Church scrambled back. When he was lying on solid ground, he gulped in mouthfuls of air and felt his pumping heart slowly return to normal. As he dragged himself to his feet, Laura ran from the house.
“You really know how to fuck women up, don’t you?” she said breathlessly.
He could barely hear her. His attention was drawn to the occasional bursts of light in the distance and the engulfing darkness closer to home.
“I’ve done it again,” he said quietly.
“What?”
“Screwed everything up.” He couldn’t even bring himself to tell her that a near-hopeless situation had suddenly become much worse. With his head bowed, he turned and trudged back to the house.

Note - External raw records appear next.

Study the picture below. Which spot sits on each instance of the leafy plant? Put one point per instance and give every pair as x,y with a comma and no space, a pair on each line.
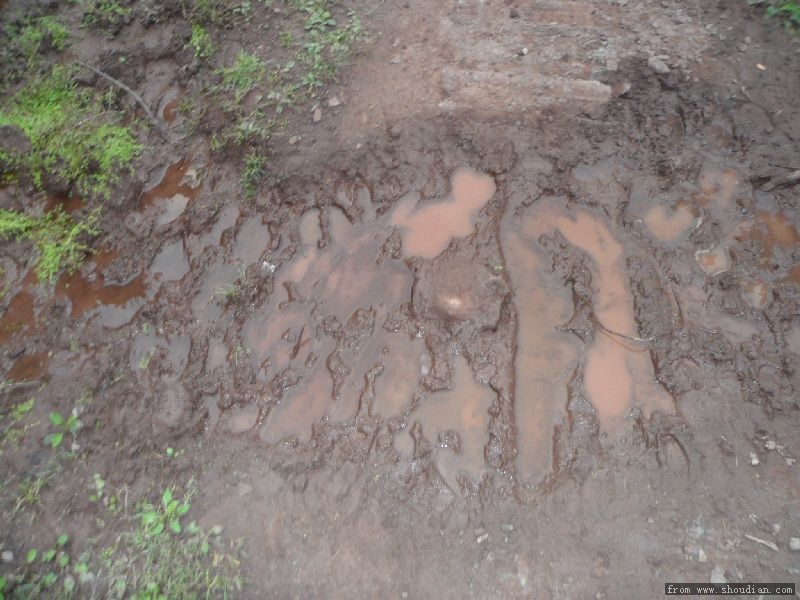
201,43
72,135
63,425
247,71
56,236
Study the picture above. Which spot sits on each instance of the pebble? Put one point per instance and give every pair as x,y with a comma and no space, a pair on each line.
657,65
718,575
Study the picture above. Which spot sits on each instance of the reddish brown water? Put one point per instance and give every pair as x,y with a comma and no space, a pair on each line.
669,223
465,410
86,295
427,229
18,318
618,374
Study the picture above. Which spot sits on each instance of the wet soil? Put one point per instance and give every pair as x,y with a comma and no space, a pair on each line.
514,319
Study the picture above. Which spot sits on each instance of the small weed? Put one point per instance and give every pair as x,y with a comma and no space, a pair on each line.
247,71
201,43
787,10
56,237
63,425
15,430
252,172
71,135
104,14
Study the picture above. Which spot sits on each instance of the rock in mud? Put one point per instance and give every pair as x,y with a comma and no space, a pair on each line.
457,291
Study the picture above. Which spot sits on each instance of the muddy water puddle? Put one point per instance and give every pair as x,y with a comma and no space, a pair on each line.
427,229
618,372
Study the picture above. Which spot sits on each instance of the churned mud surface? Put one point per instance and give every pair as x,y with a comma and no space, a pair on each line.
518,317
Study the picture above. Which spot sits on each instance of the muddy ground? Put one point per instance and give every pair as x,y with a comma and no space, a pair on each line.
517,316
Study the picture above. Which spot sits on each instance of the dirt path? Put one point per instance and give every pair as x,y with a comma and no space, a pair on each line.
516,315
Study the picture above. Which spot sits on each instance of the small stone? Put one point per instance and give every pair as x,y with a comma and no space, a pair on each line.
657,65
718,575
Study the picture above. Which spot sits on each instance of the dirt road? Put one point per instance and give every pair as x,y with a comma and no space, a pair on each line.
514,314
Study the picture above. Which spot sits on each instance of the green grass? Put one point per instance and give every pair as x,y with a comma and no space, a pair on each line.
786,10
201,42
247,72
72,134
789,10
56,236
30,34
158,554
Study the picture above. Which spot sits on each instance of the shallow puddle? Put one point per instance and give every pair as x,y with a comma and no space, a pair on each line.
464,410
428,229
618,372
116,304
668,223
546,357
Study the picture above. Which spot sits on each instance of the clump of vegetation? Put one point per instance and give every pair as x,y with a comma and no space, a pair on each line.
31,35
201,43
787,10
72,136
247,71
56,236
108,15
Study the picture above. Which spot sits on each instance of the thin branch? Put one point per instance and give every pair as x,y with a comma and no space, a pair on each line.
148,113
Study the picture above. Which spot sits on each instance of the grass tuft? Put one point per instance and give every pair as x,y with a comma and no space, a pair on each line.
72,135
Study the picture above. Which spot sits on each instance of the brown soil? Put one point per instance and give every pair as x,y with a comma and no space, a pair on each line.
519,316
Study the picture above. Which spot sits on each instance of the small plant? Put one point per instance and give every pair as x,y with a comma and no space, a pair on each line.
252,172
247,72
56,236
201,43
104,14
72,136
30,35
63,425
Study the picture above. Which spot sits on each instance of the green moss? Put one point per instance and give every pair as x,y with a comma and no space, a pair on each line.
28,36
56,236
247,71
73,136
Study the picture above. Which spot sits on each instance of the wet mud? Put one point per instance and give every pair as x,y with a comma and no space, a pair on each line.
487,337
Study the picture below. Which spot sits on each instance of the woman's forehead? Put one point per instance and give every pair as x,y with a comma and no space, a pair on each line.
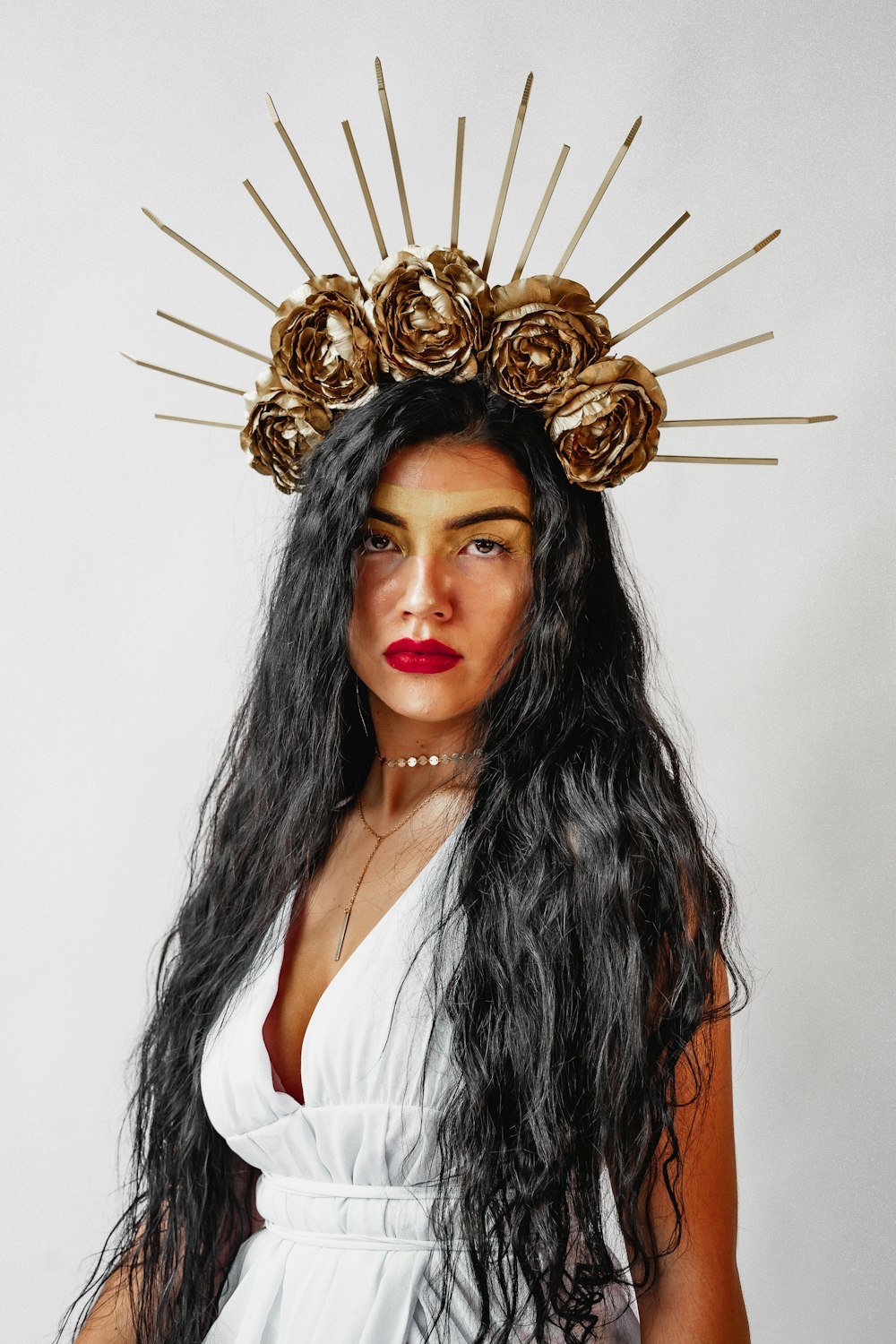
435,505
447,467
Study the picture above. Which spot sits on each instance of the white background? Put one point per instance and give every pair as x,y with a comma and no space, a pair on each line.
134,548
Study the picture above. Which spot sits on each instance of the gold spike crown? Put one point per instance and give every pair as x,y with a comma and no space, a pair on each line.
429,311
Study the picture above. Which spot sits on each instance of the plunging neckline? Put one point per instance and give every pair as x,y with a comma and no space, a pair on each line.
276,965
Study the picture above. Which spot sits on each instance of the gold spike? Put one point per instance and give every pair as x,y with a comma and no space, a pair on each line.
366,193
222,340
751,419
397,161
743,461
694,288
641,260
598,198
190,378
458,166
508,169
211,263
293,152
188,419
712,354
546,201
277,228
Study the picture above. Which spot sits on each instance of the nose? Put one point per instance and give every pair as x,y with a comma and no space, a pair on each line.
426,588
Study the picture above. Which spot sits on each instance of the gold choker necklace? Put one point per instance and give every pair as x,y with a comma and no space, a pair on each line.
445,758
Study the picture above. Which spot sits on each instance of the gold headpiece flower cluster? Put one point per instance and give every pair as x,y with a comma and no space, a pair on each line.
540,340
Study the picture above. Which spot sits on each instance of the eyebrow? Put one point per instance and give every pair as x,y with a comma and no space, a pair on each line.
454,524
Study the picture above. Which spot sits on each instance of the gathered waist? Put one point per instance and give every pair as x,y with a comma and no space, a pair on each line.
347,1215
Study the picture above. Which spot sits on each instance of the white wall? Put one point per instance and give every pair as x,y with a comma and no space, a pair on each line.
134,548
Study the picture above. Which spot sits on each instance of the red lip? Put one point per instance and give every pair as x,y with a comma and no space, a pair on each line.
421,647
421,656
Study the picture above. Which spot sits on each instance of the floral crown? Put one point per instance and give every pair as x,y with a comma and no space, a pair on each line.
540,340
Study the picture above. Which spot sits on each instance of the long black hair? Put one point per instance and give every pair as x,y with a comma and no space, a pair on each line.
595,909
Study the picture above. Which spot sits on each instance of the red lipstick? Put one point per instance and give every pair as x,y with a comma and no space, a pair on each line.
421,656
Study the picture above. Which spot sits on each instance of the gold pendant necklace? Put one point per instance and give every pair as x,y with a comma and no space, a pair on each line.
379,839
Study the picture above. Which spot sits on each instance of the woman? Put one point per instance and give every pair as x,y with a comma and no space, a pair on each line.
579,951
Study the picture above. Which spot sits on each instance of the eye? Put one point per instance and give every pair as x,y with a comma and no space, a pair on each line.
495,547
373,538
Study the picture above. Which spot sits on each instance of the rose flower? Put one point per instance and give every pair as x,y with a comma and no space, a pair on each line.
607,425
323,346
544,332
280,432
430,312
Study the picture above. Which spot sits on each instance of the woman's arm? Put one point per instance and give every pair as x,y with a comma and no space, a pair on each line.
697,1297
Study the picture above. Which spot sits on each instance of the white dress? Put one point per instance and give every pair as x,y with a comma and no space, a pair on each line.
346,1254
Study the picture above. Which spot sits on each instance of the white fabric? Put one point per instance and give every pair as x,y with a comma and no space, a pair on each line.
346,1254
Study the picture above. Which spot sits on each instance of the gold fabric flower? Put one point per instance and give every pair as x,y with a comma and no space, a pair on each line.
544,332
281,430
323,346
607,426
430,311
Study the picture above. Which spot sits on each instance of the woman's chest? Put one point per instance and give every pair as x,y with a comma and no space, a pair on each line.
332,924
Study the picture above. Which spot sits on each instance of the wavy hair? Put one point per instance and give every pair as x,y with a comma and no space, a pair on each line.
597,911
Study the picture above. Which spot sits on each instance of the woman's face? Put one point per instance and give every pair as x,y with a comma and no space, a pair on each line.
445,556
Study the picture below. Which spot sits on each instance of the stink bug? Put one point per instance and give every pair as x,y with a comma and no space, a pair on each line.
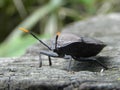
71,46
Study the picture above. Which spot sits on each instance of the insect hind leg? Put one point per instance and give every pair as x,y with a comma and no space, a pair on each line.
49,54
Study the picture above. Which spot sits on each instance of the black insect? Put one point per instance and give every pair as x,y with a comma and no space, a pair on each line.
71,46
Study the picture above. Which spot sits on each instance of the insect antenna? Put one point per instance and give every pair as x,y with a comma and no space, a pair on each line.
58,33
27,31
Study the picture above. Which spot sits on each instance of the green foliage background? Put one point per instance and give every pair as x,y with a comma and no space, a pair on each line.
44,17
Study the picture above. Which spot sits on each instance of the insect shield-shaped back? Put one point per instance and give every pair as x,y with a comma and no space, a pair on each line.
76,46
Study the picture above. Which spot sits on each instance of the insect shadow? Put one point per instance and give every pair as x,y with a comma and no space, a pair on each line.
90,65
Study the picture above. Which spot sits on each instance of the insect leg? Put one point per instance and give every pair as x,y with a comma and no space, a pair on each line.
70,60
93,59
49,54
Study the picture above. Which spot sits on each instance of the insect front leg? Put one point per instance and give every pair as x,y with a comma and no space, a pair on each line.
49,54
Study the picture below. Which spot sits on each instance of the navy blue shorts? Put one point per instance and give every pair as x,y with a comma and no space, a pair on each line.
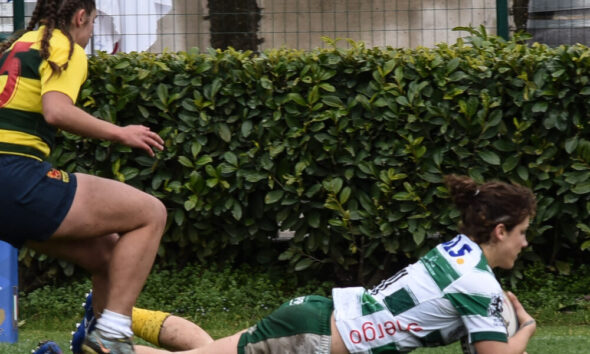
34,199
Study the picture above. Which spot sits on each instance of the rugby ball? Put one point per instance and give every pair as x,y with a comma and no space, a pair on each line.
510,321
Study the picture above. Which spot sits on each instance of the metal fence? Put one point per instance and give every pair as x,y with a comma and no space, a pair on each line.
158,25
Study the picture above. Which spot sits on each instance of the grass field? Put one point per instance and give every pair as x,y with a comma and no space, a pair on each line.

Veitch spent the first two days roaming through the heavily wooded slopes which enclosed the loch. It was a place like none he had experienced before, enveloped in its own strange, eerie atmosphere; purple hillsides cloaked in mist just beyond the tree boundary, outcroppings of orange, brown and black rocks, ancient trees, gnarled and twisted and scarred with green lichen that showed their great age, and over all the constant, soothing sound of the waves lapping against the pink shale and pebbles at the water’s edge. The way the pines clustered so deeply to the shore on the south bank made him feel penned in, and there was an unshakeable sense that he was being watched from somewhere in their depths. But there was also a deep serenity, almost mystical in its intensity, with the birdsong hanging melodically in the air. At times the water was as still as glass, reflecting the verdant landscape and clear blue skies so perfectly he felt he could dive in and walk among the cool glades. At other times storms sprang from nowhere, sweeping up odd, eddying waves that crashed against the steep banks. Fog came and went among the trees, like ghosts, and at night, beneath a shimmering moon and diamond stars the valley was filled with the pregnant hush that came before a conversation.